# That will get your bum spanked



## allgirls (Apr 16, 2004)

So I do childcare for one little girl who is almost 5. Today when her mom come she was a little excited and out of control(totally normal for a transition) and ordered her mom to put her shoes on. I said "uh oh, do-over, try again" which is what I usually say to my kids when they are a bit bossy/rude and she said "mom, please put my shoes on" and mom said "good thing you changed it, that will get your bum spanked"







I was floored. I know they use timeouts and such, most people I know do but spanking is something I never encounter. and to top it off my daughter was there, fortunately she has no clue, never heard teh word spanking

Now I am going to mention it to the mom privately when I get a moment and tell her we are a no-hit family and not to make references to spanking around my kids. I am not sure what I should say or how I should broach this but I feel I have to say something. I want it to be firm and serious but not insulting. I know it's not guaranteed that she will take it well but I figure I should say so anyway.
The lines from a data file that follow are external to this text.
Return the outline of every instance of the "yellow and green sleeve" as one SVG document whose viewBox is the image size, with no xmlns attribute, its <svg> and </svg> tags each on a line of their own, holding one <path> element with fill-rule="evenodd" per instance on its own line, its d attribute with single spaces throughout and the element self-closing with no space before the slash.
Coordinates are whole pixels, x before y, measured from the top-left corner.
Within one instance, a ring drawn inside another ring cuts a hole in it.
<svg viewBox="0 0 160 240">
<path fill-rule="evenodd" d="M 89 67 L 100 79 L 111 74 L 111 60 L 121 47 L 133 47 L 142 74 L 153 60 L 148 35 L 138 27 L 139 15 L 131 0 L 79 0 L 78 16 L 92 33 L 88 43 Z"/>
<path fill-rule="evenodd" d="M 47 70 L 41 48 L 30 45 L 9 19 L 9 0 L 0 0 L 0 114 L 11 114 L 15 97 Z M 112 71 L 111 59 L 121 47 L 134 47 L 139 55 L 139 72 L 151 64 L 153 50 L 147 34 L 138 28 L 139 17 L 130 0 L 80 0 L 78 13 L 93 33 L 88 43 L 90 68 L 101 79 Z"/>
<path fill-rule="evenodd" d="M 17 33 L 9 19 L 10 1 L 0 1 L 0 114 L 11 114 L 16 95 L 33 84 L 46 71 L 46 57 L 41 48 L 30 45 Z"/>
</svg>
Or should I? I think my daughter would be very disturbed if she knew what spanking was.

So any suggestions...how should I go about doing this.

BTW...I am not concerned about losing her as a day care child though my dd loves her. I don't depend on the money. She's the only kid I care for right now and I like having her. She's really sweet and like I said my dd loves her. It's also very part time.

and as an added note, her dad is a social worker with children's aid







:


----------



## libranbutterfly (Jan 12, 2007)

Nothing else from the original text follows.